"I," I said, "am, I fear, a coward. Even when to-night I started out to keep my appointment with you I had fears. I was so afraid," I continued, "that I even went so far as to insure my safety."

"To insure your safety!" he repeated softly, like a man who repeats words of whose significance he is not assured.

"I admit it," I answered. "It was cowardly, and, I am sure, unnecessary. But I did it."

His face darkened with anger.

"You have brought an escort with you, perhaps?" he said. "You have the police outside?"

I shook my head.

"Nothing so clumsy," I answered. "There is just my taxicab, which won't go away unless it is I who says to go, and a little note I left with the hall-porter of the Milan, to be opened in case I was not back in an hour and a half.

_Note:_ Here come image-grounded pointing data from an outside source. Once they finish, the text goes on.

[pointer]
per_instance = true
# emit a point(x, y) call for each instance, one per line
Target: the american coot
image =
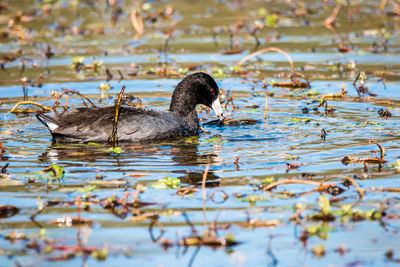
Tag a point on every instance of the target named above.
point(139, 124)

You see," I continued, apologetically, "my nerve has been a little shaken lately, and I did not know the neighborhood."

"You are discretion itself," Delora said. "Some day I will remember this as a joke against you. Have you been reading Gaboriau, my young friend, or his English disciples? This is your own city—London—the most law-abiding place on God's earth."

"I know it," I answered, "and yet a place is so much what the people who live in it may make it. I must confess that your five exits, two on to the river, would have given me a little shiver if I had not known for certain that I had made my visit to you safe."

Delora tried to smile. As a matter of fact, I could see that the man was shaking with fury.